Cyber - Project - Self-Incentivizing Networks
Self-Incentivizing Networks
Keith Winstein, Ramesh Johari
2015 - 2016
Self-Incentivizing Networks
We are developing the engineering and economic tools to enable self-incentivizing enclaves on the Internet, where entrepreneurs can add incrementally to the network's capacity and be rewarded for their contribution, however small, to encourage the buildout of connectivity in under-served areas. This problem cuts across the domains of congestion-control, traffic engineering, and wide-area routing and settlement on the Internet.
Publications:
Matt V. Leduc, Matthew O. Jackson, Ramesh Johari, Pricing and referrals in diffusion on networks, In Games and Economic Behavior, Volume 104, 2017, Pages 568-594, ISSN 0899-8256, https://doi.org/10.1016/j.geb.2017.05.011.
Researchers
Keith Winstein
Assistant Professor of Computer Science Assistant Professor of Law (by courtesy)
I am an assistant professor at Stanford University. From 2011–2014, I did my Ph.D. at MIT, advised by Hari Balakrishnan. Previously, I spent a year at Ksplice, Inc., a startup company (now part of Oracle Corp.) where I was the vice president of product management and business development and also cleaned the bathroom. Before that, I worked for three years as a staff reporter at The Wall Street Journal, covering health care, medicine, science and technology. I did my undergraduate work at MIT, where I received a B.S. (2004) and M.Eng. (2005) in electrical engineering and computer science. I also received an E.E. degree in 2014.
Ramesh Johari
Associate Professor Management Science and Engineering Computer Science (by courtesy) and Electrical Engineering (by courtesy)

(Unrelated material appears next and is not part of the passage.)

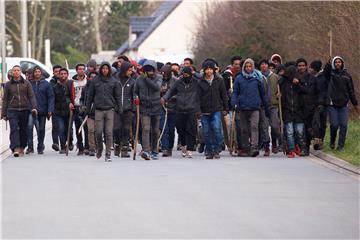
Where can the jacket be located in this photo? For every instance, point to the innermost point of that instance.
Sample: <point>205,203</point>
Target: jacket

Ramesh Johari is an Associate Professor at Stanford University, with a full-time appointment in the Department of Management Science and Engineering (MS&E), and courtesy appointments in the Departments of Computer Science (CS) and Electrical Engineering (EE). He is a member of the Operations Research group and the Social Algorithms Lab (SOAL) in MS&E, the Information Systems Laboratory in EE, the Institute for Computational and Mathematical Engineering, the steering committee of the Stanford Cyber Initiative, and the Stanford Bits and Watts Initiative. He received an A.B. in Mathematics from Harvard, a Certificate of Advanced Study in Mathematics from Cambridge, and a Ph.D. in Electrical Engineering and Computer Science from MIT.